Core Working Group Tasks and Notes

...

  • Given Edinburgh will be EdgeX version 1.0, the EdgeX community will adopt a release, support and version strategy to provide guidance around backward compatibility to the development and user community.  Additionally, the community will define a long term support policy that defines the communities intended support of the EdgeX Foundry platform.
  • EdgeX has used Rocket Chat as the message channel for contributor and user information exchange since the project’s inception.  With the upcoming release, the community is going to switch to Slack – a more widely used and accepted form of developer communications.

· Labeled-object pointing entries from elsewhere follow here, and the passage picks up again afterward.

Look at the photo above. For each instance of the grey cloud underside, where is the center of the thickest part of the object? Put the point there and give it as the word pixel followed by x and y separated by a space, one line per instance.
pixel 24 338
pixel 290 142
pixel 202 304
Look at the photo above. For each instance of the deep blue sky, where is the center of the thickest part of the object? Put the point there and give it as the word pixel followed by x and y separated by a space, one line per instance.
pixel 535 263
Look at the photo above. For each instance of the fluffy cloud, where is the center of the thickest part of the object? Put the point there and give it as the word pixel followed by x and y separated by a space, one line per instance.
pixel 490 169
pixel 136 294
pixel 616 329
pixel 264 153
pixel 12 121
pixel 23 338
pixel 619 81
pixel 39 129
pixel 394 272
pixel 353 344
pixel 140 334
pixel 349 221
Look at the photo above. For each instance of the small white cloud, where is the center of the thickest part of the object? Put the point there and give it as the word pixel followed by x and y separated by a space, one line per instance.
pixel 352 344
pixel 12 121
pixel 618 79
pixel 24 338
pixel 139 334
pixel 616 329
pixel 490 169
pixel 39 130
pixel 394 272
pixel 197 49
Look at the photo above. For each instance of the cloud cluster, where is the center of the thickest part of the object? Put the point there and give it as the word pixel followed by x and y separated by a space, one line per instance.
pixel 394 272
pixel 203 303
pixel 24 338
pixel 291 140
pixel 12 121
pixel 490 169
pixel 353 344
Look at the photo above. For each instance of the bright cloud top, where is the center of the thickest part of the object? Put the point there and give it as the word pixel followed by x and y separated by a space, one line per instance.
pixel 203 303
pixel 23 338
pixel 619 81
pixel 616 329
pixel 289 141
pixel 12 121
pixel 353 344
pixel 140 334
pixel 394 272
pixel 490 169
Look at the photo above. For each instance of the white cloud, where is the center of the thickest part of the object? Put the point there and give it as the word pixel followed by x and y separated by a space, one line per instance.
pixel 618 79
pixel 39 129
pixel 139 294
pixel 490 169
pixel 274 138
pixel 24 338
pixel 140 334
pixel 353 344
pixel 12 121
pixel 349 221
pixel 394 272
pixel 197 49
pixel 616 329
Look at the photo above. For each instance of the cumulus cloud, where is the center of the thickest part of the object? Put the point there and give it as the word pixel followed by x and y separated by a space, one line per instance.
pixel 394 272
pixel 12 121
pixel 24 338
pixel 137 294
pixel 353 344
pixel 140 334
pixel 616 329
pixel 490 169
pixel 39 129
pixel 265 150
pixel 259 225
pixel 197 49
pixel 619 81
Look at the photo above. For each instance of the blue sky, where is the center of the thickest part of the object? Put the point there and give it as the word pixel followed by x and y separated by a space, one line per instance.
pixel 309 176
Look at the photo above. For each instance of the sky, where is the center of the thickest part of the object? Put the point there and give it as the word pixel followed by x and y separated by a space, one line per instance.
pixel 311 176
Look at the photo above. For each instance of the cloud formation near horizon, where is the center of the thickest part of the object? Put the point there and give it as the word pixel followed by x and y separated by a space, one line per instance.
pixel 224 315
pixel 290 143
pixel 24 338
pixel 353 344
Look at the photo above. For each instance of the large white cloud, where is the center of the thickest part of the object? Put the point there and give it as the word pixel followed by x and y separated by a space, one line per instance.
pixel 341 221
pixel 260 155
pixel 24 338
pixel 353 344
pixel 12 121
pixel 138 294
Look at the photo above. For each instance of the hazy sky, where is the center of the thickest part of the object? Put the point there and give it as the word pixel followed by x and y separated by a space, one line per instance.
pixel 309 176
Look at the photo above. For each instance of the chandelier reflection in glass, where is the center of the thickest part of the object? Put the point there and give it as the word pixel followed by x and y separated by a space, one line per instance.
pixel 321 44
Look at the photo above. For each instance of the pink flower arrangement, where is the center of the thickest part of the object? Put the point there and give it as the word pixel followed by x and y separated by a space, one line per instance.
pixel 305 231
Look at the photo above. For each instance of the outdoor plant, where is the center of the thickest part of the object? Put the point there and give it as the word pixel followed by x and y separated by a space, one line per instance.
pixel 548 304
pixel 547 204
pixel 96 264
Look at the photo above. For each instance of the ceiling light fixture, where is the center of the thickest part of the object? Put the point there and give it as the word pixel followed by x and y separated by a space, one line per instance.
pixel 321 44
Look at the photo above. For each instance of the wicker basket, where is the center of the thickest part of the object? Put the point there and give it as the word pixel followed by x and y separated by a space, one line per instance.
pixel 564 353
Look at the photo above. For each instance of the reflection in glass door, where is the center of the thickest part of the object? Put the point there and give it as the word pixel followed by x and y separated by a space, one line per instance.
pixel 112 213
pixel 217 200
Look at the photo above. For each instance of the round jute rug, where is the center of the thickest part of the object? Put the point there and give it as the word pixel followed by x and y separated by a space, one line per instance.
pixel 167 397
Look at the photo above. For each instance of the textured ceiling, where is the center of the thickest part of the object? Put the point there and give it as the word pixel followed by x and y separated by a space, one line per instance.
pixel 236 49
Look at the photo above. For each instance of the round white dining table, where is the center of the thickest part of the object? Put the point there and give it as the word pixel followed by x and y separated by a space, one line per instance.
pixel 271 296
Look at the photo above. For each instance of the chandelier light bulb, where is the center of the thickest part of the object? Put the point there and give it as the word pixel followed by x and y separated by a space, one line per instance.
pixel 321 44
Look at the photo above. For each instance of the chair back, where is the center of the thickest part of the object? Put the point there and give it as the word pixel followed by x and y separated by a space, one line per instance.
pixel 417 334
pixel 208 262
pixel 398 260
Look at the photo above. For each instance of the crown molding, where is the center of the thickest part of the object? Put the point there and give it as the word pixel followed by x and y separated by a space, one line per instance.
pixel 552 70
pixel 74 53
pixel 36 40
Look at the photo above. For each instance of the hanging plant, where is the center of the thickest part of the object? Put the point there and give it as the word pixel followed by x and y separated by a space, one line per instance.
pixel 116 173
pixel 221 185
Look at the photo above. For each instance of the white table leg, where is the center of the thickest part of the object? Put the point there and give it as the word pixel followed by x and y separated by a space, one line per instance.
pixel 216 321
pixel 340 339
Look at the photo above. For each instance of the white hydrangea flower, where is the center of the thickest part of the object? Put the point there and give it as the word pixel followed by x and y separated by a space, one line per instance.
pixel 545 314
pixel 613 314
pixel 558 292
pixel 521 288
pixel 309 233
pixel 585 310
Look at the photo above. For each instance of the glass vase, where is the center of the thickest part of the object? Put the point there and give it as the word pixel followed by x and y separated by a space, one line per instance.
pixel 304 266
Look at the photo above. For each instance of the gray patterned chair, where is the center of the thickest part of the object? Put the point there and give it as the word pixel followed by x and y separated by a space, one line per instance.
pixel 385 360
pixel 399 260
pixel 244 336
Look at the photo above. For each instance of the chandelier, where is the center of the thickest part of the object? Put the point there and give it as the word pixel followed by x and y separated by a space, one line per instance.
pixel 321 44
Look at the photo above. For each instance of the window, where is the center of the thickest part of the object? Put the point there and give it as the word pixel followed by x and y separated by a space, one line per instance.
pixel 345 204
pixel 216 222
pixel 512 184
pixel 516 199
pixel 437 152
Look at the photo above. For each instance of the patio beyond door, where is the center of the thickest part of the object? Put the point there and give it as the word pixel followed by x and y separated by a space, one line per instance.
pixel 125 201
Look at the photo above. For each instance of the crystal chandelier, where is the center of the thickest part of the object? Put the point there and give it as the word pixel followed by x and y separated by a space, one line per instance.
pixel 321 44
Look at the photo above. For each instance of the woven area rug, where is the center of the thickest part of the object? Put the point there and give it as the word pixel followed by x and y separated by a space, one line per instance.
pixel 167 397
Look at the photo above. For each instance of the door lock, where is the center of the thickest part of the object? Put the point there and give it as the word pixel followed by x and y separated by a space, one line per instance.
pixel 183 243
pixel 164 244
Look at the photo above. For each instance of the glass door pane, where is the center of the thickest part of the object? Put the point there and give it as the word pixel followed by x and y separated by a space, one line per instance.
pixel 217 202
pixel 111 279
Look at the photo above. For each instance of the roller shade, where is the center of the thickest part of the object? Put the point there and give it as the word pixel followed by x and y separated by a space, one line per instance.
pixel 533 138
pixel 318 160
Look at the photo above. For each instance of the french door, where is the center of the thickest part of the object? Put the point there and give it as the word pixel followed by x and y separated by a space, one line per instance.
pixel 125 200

  • With the Edinburgh release, the community has resolved to adopt a “Release Manager” to monitor, guide, document and manage each release.  The Release Manager role will rotate through organizations like Dell, IoTech, Intel, and Canonical.  Michael Hall will lead efforts to define the duties of the role and Keith Steele (or TSC chair) will coordinate the rotation of the role to the larger supporting organizations.
  • EdgeX will have and advertise its support contract/policy to the world with the Edinburgh release.
  • The TestQA and DevOps working groups will meet simultaneously in order to stream line efforts that are often intertwined.